This section is from the book "The Gardener's Monthly And Horticulturist V22", by Thomas Meehan. See also: Four-Season Harvest: Organic Vegetables from Your Home Garden All Year Long.
F. W. M., says: " This timber is said to be better for posts than Locust. Can you give me some information about it? Is there more than one kind of Catalpa, and does one kind spread rapidly, and is that the valuable sort?"
[The Catalpa is a first-rate post timber, but we have our doubts about it being " better " than Locust for posts. No one wants a better post than a Locust post. But the Locust suffers materially in some parts of the country from insect depredations; and again the Locust is almost worthless where nailing is required. The nails draw in hot weather, or rather by the cold which follows hot weather, as the wood does not shrink as the nails shrink. In railroad sleepers the spikes draw out in the fall, and cannot be tightened again. We do not know whether the railroad companies who are interested in Catalpa planting have tested this point or not, but we suppose they have. We have seen posts of Catalpa with hinges for heavy gates exposed to the full sun for some years without any sign of drawing out; so far we think it safe.

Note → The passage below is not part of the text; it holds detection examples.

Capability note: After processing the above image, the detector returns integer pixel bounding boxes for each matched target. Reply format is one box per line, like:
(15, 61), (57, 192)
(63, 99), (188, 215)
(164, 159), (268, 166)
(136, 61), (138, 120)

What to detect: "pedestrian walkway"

There are two species of Catalpa. C. big-uonoides and C. speciosa. So far as we know there is not the slightest difference in the value of the two as timber trees. Indeed all, or nearly all of the merits of Catalpa as a durable wood is derived from the older known form of the Eastern States. It is claimed for Catalpa speciosa that in the extreme Northwestern States; say Minnesota, and Northern Iowa, it endures the winters rather better than Catalpa blgnonoides. There are other differences, such as early blooming, beauty, and so forth, which entitle it to attention from the lovers of ornamental trees, but we do not know of any other advantage claimed for it in its relations to the timber question. - Ed. G. M].